The Washington Post confirmed that he was never tried for any crime, let alone convicted. The legal system of the US is built on the premise that guilt must be shown, and innocence presumed. They didn't even attempt to show he was guilty -- instead, they just stole his money.
They stole it, and they will not give it back. If someone is mugged on your block, is the first thing you do to sit there and wonder whether they are completely free of sin?
The idea that we should temper our outrage at government misbehavior based on how much the target seemed to deserve it is an unbelievably dangerous one.
We should be just as outraged when the government violates the rights of a total scumbag as we are when they violate the rights of an upstanding citizen. To do anything less is to make a total lie of the idea that we have any rights at all.

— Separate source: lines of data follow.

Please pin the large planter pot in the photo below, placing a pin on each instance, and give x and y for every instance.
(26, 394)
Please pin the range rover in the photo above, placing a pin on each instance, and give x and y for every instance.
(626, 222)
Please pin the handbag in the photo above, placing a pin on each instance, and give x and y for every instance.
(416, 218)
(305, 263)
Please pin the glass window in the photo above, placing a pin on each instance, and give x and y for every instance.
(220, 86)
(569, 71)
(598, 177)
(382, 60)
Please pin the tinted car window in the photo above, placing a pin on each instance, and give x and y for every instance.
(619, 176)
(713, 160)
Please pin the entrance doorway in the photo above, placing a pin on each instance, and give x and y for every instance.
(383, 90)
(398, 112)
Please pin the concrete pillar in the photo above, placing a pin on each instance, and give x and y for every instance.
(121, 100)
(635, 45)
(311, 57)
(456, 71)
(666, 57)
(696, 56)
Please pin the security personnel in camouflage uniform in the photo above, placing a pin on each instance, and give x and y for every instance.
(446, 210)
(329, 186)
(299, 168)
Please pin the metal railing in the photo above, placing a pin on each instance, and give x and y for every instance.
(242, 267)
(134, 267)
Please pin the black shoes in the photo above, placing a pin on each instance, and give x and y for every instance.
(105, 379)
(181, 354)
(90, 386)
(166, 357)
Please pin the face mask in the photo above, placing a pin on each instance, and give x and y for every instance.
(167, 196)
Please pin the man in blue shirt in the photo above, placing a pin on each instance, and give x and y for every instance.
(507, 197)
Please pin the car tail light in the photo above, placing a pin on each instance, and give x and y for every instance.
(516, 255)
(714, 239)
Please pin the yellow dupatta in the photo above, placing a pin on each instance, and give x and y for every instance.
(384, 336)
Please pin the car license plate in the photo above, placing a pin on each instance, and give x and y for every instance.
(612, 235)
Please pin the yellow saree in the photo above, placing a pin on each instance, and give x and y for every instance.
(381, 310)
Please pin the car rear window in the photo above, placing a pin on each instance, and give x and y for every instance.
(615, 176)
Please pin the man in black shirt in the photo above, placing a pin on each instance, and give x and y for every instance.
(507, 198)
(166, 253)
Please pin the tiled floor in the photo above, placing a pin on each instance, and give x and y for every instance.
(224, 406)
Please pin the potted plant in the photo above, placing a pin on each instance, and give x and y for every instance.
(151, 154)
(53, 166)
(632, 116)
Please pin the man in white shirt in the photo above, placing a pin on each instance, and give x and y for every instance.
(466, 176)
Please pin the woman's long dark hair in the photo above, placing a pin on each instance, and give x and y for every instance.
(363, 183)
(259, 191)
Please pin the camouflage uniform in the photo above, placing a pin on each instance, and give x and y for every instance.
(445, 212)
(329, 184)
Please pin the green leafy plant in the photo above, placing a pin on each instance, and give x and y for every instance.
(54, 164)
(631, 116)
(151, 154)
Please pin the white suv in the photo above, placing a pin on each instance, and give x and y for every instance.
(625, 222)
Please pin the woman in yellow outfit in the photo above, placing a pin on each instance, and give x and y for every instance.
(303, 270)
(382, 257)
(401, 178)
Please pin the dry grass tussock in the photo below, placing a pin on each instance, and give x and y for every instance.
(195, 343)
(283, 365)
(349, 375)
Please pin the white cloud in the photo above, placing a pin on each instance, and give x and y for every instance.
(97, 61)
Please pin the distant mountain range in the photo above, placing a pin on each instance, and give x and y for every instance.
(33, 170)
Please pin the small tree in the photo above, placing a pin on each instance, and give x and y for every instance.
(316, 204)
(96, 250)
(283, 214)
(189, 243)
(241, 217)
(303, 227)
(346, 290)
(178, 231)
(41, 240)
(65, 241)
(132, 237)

Imagine if the government censored a movie and the response was, well, before we get all outraged at this blatant violation of freedom of speech, what if the movie was about really bad stuff? Well, there's no point in "freedom of speech" if it only protects the things everybody likes.
I definitely see your point, bad things happening to bad men is not our concern. However, I do believe that the law being unfair is a bigger issue than whether or not the victim was a bad person or not. That is the basis for a fair legal system.
In a less philosophical and a more practical sense, if we look the other way when the law is stretched, it will quickly lead to discrimination, and eventually the law will go after the rest. Civil forfeiture has already become a source of profit for police department.
We've moved away from a society where the police were there to truly protect and serve the community (think 1950's/60's beat cop walking the blocks during his shift) to a totalitarian police state (constant erosion of the 4th amendment, nexus centers, sweeping overreaches of the third party doctrine, stingrays, and mass deployment of license plate scanners). Big Brother would be proud.